The viewing figures won't have been impressive, due to the time difference, but the column inches will. Katie Taylor is again the champion of the world, Ireland's golden girl, and a beacon of hope for us all in a time of economic gloom.
Ten weeks out from London 2012, she has assured her passage to sport's centrepiece not only as the undisputed No. 1 in her weight division, but also as a sports star with increasing global recognition, and more importantly, undoubted respect. The next three months promise much for Taylor, but her greatest achievement cannot be quantified in medals or trinkets or trophies or even in the adulation of a nation.
|Pic: Irish Sports Art|
It's less than three years since it was announced that Taylor, and other women boxers, would have the chance to fight for gold in London and the reaction was mixed, at best. This article from that time shows that there was opposition, within the sport, and ahead of it's return to the Games (women boxed non-competitively in St. Louis in 1904), I would expect many international news outlets to run pieces asking 'is it right?' and 'should women box?' etc.
But not in Ireland.
Here, Katie Taylor has single-handedly made women's boxing an accepted, if not yet a mainstream sport. Young girls throughout Ireland lace up in clubs each week, inspired by a bone fide hero, and our collective print and broadcast media are enamoured with the woman that inspired them. Her qualification for the Games was a lead news story on at least one national radio station this week, and not just in the sports bulletins - it is the same today. When London arrives, we will watch in great numbers and we will cheer Katie on. We will hope and pray for gold, and undoubtedly welcome her back from London with a gathering previously only seen for the likes of McGuigan, Roche and our soccer stars.
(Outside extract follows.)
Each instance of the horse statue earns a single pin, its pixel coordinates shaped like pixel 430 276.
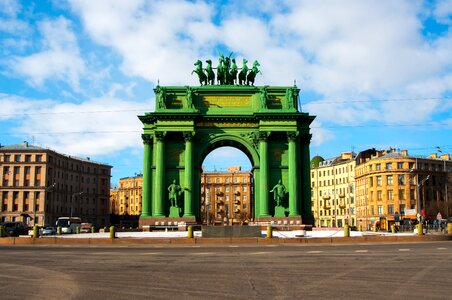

For all Irish people, Katie has answered the question, 'should women box', with a resounding yes. She's won that argument as convincingly as most of her fights within the ring. When her skills are witnessed by the wider world in London, I'd wager that she'll convince many more that the IOC were correct in their decision three years ago, and come 2016 the hubbub will be no more. It's by no means an achievement to rival that of Emmeline Pankhurst, but for women's sport, London will see another barrier broken, with our own golden girl leading the way.